Via Ripetta 155 – di Clara Sereni (recensione)

Mi sono avvicinato a questa autobiografia con un misto di rispetto sacrale e di curiosità: una coetanea, la figlia di un grande dirigente del Pci di ascendenza ebraica, il fatto che Clara Sereni è morta proprio quando iniziavo la lettura della sua autobiografia sessantottina, la scoperta di questi libro mentre mi apprestavo a leggere la sua storia dei tre fratelli Sereni (Enrico scienziato legato a Giustizia e Libertà morto suicida a 31 anni, Enzo militante sionista fucilato nel campo di Dachau nel 1941, Emilio dirigente del PCI e padre di Clara) nella temperie del Secolo breve e rievocata in Il gioco dei regni.

Ho così scoperto l'ennesimo buco culturale che mi contraddistingue e che Clara Sereni, insieme al marito Stefano Rulli (sceneggiatore di successo), si è occupata in questi anni di genitorialità e di tematiche legate all'autismo a partire dalla esperienza con il figlio Matteo.

Via Ripetta 155 è la storia di dieci anni di vita, quelli dal 68 al 77 (scanditi dai titoli dei capitoli), vissuti a Roma dentro il movimento, nel centro della città e a contatto con un ambiente particolare, quello dei cineasti di sinistra e dei cultori della riscoperta dei canti popolari, socialisti ed anarchici.
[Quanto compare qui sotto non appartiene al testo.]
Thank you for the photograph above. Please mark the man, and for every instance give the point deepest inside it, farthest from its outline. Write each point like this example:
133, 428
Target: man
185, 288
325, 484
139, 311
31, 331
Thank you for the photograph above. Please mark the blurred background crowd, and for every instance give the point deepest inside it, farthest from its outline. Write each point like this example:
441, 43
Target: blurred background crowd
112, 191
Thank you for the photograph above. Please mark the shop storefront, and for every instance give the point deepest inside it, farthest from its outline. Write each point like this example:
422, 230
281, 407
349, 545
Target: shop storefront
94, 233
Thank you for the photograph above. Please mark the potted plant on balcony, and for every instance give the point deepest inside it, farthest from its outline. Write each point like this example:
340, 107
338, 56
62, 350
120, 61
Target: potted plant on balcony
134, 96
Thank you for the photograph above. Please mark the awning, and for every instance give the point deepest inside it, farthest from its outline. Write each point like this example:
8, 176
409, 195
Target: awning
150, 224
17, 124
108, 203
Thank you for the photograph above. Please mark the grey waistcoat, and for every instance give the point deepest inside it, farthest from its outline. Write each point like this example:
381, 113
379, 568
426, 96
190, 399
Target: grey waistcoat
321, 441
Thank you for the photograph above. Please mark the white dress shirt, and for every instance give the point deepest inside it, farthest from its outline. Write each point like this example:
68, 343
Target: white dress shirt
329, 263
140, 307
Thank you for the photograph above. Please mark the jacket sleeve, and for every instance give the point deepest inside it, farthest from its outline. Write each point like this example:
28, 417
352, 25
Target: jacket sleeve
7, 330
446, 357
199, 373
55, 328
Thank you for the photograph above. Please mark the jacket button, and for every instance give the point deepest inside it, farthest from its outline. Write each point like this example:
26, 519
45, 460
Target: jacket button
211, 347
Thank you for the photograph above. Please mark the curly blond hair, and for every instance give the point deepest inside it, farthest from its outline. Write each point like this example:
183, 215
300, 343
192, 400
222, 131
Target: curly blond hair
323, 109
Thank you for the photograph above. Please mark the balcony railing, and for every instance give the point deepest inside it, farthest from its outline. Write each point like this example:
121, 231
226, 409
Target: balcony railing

Così troviamo nel libro Citto Maselli (l'amore non corrisposto), Paolo Pietrangeli (Contessa), Giovanna Marini, il Nuovo Canzoniere Italiano, una marea di aspiranti registi e sceneggiatori legati a Lotta Continua, Goffredo Fofi (Ombre Rosse) e i Quadeni Piacentini, Piergiorgio Bellocchio.

Ci spiega Clara che è proprio la passione per il canto e per quella tradizione che la spinge ad andarsene di casa e ad approdare a Via Ripetta.

La causa prima fu che sono snob. La casa mia la volevo proprio lì, nella porzione di Roma compresa fra Campo de’ Fiori e piazza del Popolo, delimitata da un Tevere cui non prestavo molta attenzione ma lungo i muraglioni c’erano gli alberi come in via Nomentana dove sono nata, e il fiume era comunque un punto di riferimento. 

In realtà il problema era quello del padre e me lo confermò, ai tempi del Quotidiano, una redattrice figlia di un dirigente comunista; padri grandi dirigenti comunisti, un po' temuti, un po' venerati e sicuramente ingombranti. Mi torna in mente questo problema quando nei filmati di repertorio vedo le interviste a Nilde Iotti che quando parla di Togliatti lo chiama per cognome. anche se mi rendo conto che Palmiro, si presta poco allo sdolcinature.

Non ero in grado di tenergli testa, per le sue capacità dialettiche, per i suoi saperi che mi schiacciavano, per il rispetto-paura che mi incuteva. Solo una volta riuscii a dirgli, e parlavamo di morale, che lui era certo il più forte e ferrato nelle argomentazioni, ma io non ero d’accordo lo stesso. Mi lasciò andare con uno strano sorriso, appena accennato: magari aveva ottenuto quel che voleva – tirarmi fuori il coraggio –, o forse si era solo stancato di critiche dalla scala cromatica noiosamente ridotta.

La mia impressione, sin dalle prime pagine, è stata quella della diversità rispetto alla mia esperienza di 68 e a quella milanese. Forse era la differenza di origine sociale, ma per me e per i miei amici di allora, c'era la consapevolezza di essere costruttori del proprio futuro; si andava alla università per realizzare un progetto di vita e le scelte di vita, proprio per questo, si costruivano con gradualità.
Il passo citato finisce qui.